A U.S. whistleblower will receive US$37 million for their tip from the U.S. Securities and Exchange Commission (SEC), even though the tipster wanted more.
The SEC said the whistleblower “significantly contributed” to a successful enforcement action by meeting with investigators and providing the regulator with information that saved it time and resources, such as identifying witnesses and evidence.
The whistleblower asked the regulator to reconsider its decision for a US$37-million award, arguing they were entitled to a larger amount. Supporting factors, the whistleblower said, included that the tip likely led to the opening of an investigation and contributed to the SEC reaching a large settlement.
The commission declined to change its decision, indicating that the misconduct was uncovered by the SEC’s compliance unit, the division of examinations.
“While [exams division] staff reviewed the [whistleblower report], it had no effect on the opening of the exams, the selection of the entities to be examined, or the scope of the exams,” the SEC’s order said.
After compliance staff referred the case to enforcement, which opened an investigation, they also passed along the whistleblower report, the order said.

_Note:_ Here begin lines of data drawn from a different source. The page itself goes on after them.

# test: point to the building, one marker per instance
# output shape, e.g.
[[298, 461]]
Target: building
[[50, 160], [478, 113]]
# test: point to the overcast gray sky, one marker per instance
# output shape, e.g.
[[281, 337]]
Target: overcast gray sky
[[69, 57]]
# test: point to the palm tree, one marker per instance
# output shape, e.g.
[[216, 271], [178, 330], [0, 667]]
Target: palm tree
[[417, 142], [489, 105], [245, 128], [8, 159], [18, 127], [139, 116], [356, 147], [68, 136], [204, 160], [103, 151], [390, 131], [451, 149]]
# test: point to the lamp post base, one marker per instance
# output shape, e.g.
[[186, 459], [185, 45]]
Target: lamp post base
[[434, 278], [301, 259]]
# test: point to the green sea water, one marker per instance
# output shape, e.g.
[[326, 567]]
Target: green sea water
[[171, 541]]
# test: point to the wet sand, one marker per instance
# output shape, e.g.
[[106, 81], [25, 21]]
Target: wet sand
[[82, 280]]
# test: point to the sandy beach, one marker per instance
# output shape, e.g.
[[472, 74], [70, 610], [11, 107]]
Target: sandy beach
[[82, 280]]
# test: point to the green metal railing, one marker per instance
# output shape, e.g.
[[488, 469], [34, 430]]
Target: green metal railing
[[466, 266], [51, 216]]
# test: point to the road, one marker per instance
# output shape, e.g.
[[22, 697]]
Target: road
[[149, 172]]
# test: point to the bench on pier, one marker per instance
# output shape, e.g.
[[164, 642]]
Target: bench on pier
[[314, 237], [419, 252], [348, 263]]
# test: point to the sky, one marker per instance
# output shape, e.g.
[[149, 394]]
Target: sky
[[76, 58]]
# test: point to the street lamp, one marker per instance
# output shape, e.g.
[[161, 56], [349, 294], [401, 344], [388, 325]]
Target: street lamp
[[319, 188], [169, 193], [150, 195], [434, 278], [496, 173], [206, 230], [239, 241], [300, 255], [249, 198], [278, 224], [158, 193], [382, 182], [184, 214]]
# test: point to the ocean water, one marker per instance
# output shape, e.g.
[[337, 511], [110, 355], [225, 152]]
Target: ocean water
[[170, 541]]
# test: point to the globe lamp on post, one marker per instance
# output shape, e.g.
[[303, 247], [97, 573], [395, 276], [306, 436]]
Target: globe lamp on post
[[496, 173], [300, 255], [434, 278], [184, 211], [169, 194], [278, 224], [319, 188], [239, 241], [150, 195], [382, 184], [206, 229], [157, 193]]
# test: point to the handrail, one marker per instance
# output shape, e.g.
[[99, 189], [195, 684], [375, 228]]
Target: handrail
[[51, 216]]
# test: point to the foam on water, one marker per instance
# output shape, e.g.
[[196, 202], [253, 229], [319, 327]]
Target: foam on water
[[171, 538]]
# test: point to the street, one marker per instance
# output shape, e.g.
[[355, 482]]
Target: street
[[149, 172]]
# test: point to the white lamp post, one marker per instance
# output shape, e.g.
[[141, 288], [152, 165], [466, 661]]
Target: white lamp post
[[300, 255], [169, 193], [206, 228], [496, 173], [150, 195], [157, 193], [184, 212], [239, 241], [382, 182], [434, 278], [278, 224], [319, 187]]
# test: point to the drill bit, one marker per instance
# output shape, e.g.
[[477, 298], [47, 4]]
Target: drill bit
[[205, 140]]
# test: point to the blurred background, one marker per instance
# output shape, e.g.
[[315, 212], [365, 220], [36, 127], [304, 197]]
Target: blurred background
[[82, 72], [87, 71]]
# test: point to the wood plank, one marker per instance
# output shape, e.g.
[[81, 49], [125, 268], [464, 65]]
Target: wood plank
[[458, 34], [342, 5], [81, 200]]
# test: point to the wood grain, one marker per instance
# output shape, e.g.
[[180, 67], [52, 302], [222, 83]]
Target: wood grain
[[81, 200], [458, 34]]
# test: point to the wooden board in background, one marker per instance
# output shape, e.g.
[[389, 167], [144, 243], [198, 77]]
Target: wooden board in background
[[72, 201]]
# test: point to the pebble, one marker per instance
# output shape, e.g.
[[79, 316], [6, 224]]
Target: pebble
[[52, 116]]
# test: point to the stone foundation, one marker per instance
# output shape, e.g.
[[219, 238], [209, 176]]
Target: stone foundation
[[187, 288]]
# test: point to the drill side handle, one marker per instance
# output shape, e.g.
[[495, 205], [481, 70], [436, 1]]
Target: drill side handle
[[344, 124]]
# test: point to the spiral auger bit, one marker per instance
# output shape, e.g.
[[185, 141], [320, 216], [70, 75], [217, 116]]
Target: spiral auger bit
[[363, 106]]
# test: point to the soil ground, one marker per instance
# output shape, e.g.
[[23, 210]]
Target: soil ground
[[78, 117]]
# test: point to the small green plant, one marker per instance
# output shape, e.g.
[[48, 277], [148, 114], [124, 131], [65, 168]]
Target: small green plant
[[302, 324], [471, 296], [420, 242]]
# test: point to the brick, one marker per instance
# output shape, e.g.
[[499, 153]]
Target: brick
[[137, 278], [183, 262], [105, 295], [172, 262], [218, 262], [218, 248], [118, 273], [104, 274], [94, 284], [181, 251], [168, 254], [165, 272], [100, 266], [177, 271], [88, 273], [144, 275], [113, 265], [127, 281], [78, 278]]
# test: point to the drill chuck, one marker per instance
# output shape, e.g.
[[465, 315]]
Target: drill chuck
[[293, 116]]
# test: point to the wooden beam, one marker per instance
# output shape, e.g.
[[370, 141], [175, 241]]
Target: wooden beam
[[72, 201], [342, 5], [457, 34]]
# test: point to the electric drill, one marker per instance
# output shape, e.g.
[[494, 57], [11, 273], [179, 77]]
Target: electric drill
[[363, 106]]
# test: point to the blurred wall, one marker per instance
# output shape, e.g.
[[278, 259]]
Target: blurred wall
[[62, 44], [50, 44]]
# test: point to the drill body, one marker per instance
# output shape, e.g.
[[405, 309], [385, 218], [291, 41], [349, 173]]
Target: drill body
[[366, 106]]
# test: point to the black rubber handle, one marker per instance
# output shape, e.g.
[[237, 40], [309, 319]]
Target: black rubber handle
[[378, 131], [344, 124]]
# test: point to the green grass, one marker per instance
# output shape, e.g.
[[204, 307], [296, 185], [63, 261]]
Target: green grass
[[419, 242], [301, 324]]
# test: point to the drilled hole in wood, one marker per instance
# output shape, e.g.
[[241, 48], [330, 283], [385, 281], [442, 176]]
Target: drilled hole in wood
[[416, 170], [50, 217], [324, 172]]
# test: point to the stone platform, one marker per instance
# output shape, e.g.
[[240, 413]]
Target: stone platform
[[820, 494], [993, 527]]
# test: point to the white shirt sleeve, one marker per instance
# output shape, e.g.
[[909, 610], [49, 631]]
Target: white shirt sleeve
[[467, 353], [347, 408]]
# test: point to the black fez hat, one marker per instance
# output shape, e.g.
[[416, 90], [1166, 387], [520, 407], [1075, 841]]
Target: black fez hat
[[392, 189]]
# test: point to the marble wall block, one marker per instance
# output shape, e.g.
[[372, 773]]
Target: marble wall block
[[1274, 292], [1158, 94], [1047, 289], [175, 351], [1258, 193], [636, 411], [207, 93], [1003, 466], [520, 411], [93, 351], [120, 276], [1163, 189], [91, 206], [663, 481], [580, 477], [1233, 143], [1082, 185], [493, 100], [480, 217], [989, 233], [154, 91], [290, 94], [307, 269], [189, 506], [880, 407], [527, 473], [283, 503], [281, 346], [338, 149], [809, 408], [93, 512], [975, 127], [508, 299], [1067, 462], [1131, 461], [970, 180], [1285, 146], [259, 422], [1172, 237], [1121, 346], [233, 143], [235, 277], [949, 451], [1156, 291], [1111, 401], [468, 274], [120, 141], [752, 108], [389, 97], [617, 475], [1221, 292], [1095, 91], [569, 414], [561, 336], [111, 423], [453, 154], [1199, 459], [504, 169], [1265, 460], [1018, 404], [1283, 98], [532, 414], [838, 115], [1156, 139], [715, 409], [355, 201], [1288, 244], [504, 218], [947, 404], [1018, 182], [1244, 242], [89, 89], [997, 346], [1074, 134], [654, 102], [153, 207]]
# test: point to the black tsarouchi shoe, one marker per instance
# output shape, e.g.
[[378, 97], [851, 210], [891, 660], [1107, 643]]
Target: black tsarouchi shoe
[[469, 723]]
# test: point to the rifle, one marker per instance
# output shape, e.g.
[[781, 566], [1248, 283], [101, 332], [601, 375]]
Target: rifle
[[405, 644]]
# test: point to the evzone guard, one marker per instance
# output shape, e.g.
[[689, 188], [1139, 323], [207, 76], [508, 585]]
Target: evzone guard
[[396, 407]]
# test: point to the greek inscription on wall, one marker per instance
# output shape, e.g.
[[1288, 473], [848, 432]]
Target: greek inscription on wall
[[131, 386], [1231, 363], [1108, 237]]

“Enforcement staff opened the [inquiry] before receiving his/her tip and interviewing him/her,” the order said, adding that the case was not formally converted into an investigation as a result of the tip.
Whistleblower awards can range from 10% to 30% of the sanctions collected by the SEC in cases where those sanctions exceed US$1 million.
In determining the size of awards, “we consider what impact the [whistleblower’s] information had on the investigation, not how the information could have impacted the investigation in hypothetical circumstances,” the SEC said.
In this case, the tipster’s information helped SEC enforcement staff “focus their attention on relevant witnesses, and influenced their decisions as to what documents to request and from which witnesses to take testimony, which saved time and resources.”
Tens of millions of dollars were returned to harmed investors as a result of the enforcement action, the SEC added.